Jewish genealogy for Connecticut residents

By Cindy Mindell

Genealogists will joke good-naturedly about their “gene-aholism” to describe the addictive nature of researching one’s family tree. To wit, the latest newsletter from the Jewish Genealogical Society of Connecticut suggests that you know you’ve succumbed to the condition when “You introduce your daughter as your descendent.”

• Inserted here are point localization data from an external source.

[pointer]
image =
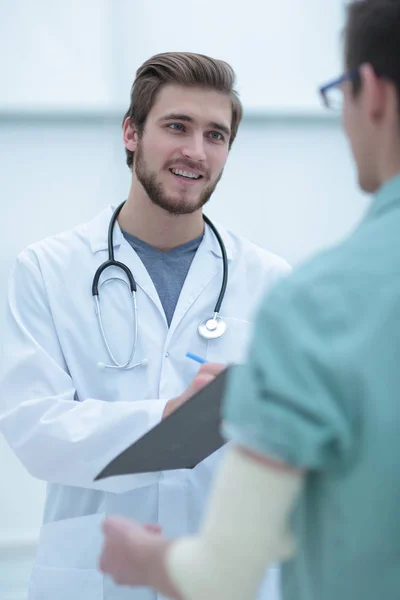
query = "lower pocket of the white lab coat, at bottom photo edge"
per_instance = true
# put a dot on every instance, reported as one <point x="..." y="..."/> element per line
<point x="48" y="583"/>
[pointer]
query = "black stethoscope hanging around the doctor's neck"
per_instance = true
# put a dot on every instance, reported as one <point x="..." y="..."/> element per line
<point x="209" y="329"/>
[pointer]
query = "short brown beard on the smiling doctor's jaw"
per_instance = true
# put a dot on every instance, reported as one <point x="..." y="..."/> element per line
<point x="154" y="189"/>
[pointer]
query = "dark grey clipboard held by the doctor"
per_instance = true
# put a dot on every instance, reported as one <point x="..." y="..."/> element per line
<point x="181" y="441"/>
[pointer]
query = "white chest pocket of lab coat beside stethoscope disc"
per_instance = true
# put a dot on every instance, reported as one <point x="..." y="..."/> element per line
<point x="231" y="347"/>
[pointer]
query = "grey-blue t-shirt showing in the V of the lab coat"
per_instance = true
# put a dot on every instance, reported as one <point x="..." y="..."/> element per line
<point x="168" y="270"/>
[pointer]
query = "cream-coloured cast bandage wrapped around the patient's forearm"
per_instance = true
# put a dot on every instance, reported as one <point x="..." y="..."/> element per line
<point x="244" y="530"/>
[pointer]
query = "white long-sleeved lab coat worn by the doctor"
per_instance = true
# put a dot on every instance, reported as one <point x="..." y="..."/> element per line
<point x="65" y="419"/>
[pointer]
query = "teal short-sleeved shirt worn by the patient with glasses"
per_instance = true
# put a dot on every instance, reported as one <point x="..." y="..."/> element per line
<point x="321" y="391"/>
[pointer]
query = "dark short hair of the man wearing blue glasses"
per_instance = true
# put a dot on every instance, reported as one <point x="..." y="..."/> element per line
<point x="372" y="35"/>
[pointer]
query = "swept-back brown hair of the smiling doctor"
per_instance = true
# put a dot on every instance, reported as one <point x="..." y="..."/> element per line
<point x="180" y="68"/>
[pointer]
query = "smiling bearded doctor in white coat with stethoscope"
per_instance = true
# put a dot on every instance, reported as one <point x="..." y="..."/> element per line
<point x="65" y="417"/>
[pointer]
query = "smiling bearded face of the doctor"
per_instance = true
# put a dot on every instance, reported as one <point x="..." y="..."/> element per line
<point x="181" y="154"/>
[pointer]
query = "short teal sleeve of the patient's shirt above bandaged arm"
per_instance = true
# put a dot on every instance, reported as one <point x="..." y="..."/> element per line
<point x="292" y="399"/>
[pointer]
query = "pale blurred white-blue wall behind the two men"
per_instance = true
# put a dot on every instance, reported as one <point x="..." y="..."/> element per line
<point x="66" y="69"/>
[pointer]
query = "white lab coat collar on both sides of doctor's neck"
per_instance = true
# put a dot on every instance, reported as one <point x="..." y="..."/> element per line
<point x="98" y="235"/>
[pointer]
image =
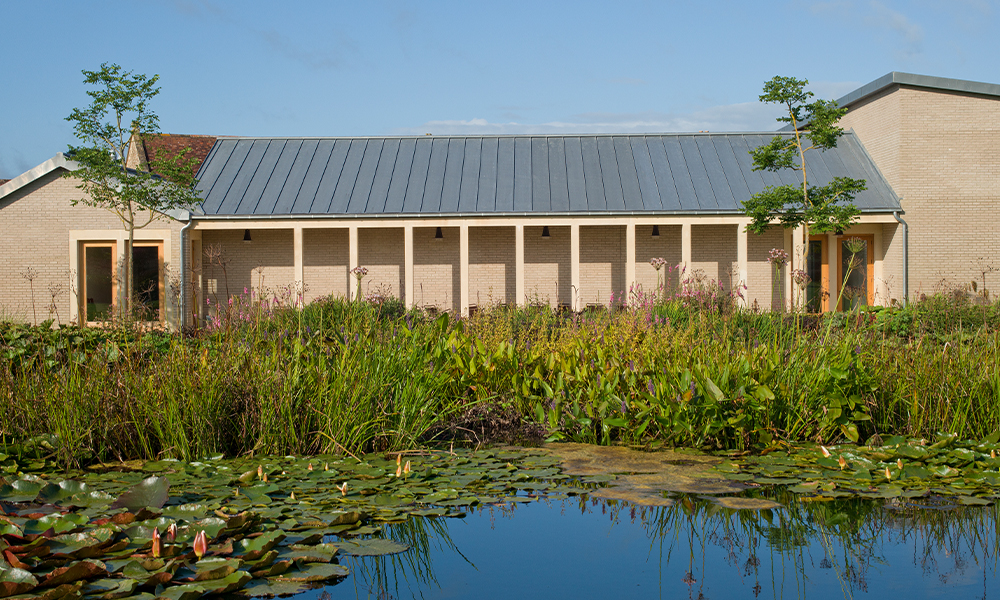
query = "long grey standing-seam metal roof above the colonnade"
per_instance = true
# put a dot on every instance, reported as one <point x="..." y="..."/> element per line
<point x="496" y="175"/>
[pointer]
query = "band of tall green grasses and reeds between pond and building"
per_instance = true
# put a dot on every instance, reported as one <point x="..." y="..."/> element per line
<point x="338" y="376"/>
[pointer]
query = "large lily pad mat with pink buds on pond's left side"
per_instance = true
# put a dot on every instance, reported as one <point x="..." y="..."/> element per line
<point x="257" y="527"/>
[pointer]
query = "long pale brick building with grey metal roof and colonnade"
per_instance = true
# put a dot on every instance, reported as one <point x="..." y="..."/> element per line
<point x="463" y="221"/>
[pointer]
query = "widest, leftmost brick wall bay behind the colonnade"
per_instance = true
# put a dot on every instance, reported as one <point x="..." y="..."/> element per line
<point x="263" y="267"/>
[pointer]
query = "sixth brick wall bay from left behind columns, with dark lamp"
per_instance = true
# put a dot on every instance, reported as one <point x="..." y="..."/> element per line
<point x="546" y="266"/>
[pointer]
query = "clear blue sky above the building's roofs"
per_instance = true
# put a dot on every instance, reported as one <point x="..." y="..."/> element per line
<point x="388" y="67"/>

“It’s like being a detective solving a mystery,” says Marcia Indianer Meyers, the society’s past president and current program chair. The Detroit native began researching her family as a teenager, intrigued with the family’s unusual name, Indianer. “You have to give up nearly everything else you do in life.”
Members of the society’s board will lead several workshops at the Jewish Historical Society of Greater Hartford’s Family History Day on May 2. Beginners can learn how to interview older relatives and best books to reference. More advanced genealogists will learn how to access and use documents such as ship passenger lists and naturalization papers, and how to find information through city clerks and state libraries.
Founded in 1988, the Jewish Genealogical Society of Connecticut is housed at the Godfrey Memorial Library, a library of genealogy and history, in Middletown. The non-profit statewide organization is a member of the International Association of Jewish Genealogical Societies.
Resources include a lending library of books, periodicals, and audiotapes, as well as newsletters of Jewish genealogical societies from around the world. A monthly program explores a particular aspect of genealogical research. On Sunday, Apr. 11, scholar and writer Ron Arons, author of “The Jews of Sing Sing,” will present “Researching Criminal Records.” The program will be held at 1:30 p.m. at the Godfrey Memorial Library, 134 Newfield St., Middletown.
As for online sites, Meyers says that the novice genealogist may not be best served by Ancestry.com, where many services carry a fee and the information provided is not always thorough. A good starting point, however, is to check the U.S. Census link on the site, and then work backwards to the 1920 and 1910 Censuses. Researchers must keep in mind that the surveys are not always completely accurate, Meyers says.
The Jewish genealogist is better off starting with JewishGen.org, Meyers says, whose large menu of options and links includes many free resources like Ellis Island records and the Polish-Jewish database, Jewish Records Indexing.
And, of course, interviewing one’s relatives is always a good jumping-off point. “Our society’s president, Georgia Haken, always recommends, ‘Start with yourself: Who are your parents?'” Meyers says.
Meyers started by interviewing her father and continued her research at the National Archives in Chicago while living in Indiana. American Jewish genealogists are fortunate, she says, because they can access a nationwide network of Jewish genealogical societies.
All seasoned genealogists have at least one “a-ha!” story to illustrate a particularly satisfying breakthrough in their research. While exploring the Indianer side of the family, Meyers found the name of an uncle on a 1921 ship passenger list, in a section labeled “Record of Detained Aliens.” The notation, “Husband in hospital,” remained a mystery until Meyers met the uncle’s granddaughter at a family reunion, who filled in the details. “When my uncle was on the boat coming into New York, he wanted to stay up all night to make sure he saw the Statue of Liberty,” Meyers says. “When he disembarked at Ellis Island, his eyes were red so the officials thought something was wrong with him.” He and his wife were detained for two days, then released.
“Some people like to research their families in order to collect names,” she says. “My husband and I are more interested in where our ancestors were from and what life was like during the times they lived in. To us, it’s more meaningful to know what they went through.”